Evergreen

Evergreen Denial of Service easily accomplished

Bug #1361782 reported by Dan Pearl on 2014-08-26

262

This bug affects 2 people

	Status	Importance	Assigned to	Milestone
Evergreen	Fix Released	Medium	Unassigned	Evergreen 3.10.1
3.8	Fix Released	Medium	Unassigned	Evergreen 3.8.3
3.9	Fix Released	Medium	Unassigned	Evergreen 3.9.2

Bug Description

Evergreen 2.5
Other product versions irrelevant

This afternoon, all our brick heads got saturated and users got Network Errors when attempting to log in. Load was normal on the database server.
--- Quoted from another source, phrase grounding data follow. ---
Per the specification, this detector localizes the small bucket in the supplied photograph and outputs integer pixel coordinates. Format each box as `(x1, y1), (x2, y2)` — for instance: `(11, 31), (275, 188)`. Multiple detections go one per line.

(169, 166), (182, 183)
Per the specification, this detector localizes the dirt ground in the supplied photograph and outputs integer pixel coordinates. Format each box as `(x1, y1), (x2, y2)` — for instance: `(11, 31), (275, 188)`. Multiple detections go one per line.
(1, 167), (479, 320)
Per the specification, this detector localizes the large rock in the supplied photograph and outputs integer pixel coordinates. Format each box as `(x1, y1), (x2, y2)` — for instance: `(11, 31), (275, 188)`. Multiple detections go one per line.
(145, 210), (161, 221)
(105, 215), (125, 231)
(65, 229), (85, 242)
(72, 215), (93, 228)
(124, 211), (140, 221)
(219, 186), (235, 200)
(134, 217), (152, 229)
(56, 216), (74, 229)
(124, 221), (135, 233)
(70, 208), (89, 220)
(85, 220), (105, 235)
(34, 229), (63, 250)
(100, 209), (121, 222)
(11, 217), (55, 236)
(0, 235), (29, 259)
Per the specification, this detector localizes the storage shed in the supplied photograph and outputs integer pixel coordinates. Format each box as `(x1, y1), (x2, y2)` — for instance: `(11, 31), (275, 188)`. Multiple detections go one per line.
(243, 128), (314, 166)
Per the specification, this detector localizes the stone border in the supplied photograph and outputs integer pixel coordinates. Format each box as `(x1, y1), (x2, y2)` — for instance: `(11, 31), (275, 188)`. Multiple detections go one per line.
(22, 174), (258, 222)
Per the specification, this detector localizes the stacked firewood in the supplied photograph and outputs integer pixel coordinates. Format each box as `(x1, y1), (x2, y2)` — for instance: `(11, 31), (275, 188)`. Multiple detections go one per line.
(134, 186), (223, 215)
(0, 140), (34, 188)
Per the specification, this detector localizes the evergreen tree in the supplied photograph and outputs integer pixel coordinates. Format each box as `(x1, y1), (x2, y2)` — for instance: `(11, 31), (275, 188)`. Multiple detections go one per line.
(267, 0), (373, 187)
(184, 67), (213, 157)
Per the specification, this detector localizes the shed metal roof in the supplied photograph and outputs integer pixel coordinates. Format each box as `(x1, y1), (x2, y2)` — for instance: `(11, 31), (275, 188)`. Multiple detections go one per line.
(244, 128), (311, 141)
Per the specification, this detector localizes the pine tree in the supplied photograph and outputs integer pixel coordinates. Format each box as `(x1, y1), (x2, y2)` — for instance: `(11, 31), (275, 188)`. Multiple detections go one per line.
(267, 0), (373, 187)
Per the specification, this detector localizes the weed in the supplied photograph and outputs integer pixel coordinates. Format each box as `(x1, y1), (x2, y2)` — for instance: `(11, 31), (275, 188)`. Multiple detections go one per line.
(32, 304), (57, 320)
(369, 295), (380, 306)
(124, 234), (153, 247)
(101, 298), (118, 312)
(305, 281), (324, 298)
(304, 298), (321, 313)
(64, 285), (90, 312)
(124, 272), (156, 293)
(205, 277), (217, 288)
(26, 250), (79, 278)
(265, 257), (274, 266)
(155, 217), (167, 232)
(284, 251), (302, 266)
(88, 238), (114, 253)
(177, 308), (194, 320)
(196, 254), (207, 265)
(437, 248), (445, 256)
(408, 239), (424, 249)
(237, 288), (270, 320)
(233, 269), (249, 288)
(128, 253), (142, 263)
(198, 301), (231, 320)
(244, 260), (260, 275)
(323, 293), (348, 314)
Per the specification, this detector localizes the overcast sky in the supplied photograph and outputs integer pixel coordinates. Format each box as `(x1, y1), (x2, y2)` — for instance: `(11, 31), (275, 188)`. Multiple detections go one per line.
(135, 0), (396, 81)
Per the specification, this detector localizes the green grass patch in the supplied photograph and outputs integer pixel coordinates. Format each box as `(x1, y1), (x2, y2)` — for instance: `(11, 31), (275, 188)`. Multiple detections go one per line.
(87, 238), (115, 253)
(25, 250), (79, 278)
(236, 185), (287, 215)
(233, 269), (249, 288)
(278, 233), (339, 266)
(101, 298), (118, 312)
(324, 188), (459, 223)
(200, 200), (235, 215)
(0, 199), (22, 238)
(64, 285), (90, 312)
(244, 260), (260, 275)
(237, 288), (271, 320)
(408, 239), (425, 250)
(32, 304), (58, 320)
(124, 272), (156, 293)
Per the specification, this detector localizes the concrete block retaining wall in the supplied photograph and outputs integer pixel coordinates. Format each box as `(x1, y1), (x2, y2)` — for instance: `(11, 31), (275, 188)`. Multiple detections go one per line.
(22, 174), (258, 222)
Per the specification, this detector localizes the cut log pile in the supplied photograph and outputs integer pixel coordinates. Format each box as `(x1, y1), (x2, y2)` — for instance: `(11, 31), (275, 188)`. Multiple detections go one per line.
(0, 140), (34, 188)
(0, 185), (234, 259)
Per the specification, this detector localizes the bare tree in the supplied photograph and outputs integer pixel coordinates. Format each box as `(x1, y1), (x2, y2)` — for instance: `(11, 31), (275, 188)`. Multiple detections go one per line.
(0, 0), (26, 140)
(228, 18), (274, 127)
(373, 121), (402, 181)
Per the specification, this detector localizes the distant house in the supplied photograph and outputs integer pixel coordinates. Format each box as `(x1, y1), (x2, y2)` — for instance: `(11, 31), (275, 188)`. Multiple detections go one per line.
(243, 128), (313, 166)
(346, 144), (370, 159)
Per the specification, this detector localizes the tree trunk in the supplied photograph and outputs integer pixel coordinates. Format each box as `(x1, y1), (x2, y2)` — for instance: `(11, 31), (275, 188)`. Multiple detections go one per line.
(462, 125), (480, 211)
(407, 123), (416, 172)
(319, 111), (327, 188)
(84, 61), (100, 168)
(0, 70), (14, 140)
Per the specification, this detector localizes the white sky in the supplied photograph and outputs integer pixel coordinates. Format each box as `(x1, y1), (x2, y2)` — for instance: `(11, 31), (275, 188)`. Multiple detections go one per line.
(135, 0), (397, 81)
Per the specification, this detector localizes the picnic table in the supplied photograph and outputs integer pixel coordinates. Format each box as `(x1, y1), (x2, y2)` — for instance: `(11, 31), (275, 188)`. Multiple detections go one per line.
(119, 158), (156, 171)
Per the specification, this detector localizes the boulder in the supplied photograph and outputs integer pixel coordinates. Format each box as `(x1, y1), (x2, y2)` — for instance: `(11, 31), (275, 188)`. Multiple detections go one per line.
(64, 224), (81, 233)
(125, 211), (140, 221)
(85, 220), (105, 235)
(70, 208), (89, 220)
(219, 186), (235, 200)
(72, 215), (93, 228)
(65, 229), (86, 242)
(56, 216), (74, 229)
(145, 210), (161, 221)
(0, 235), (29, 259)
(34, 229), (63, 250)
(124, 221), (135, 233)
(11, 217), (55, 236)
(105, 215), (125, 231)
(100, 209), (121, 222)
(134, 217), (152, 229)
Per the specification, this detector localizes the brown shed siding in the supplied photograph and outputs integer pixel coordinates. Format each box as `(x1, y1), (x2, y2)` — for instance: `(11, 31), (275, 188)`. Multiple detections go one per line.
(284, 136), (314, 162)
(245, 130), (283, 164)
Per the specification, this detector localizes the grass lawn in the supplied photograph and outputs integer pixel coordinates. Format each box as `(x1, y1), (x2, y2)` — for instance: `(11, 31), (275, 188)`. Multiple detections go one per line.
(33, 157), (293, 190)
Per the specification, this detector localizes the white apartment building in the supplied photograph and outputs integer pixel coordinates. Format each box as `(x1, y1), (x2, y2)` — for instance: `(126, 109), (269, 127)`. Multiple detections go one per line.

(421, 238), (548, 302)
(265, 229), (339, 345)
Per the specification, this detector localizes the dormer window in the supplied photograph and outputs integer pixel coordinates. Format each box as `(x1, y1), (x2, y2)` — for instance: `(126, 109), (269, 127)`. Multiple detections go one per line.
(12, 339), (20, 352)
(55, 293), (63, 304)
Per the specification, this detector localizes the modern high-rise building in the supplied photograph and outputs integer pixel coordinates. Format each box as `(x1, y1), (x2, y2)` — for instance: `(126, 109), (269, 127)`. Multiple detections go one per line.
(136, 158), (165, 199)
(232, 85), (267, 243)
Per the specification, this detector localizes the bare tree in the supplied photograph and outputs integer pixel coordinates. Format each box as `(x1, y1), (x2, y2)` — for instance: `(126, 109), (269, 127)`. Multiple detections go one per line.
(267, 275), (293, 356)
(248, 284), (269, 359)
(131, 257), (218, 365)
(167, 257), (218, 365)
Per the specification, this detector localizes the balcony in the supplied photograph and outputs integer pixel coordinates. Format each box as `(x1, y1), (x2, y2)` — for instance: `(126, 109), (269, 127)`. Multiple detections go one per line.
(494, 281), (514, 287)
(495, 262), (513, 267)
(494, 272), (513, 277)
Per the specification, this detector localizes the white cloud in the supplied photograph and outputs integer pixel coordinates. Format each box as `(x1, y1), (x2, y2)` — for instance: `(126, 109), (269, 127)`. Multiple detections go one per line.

Investigation by Equinox revealed that:

"it looks like there is a search for 'glorias way' being conducted over and over at the [branch deleted to protect the guilty] ip address. 4932 times when last counted. We temporarily blocked the ip address and reloaded apache on the brick heads. We will wait a few minutes and unblock the ip address. "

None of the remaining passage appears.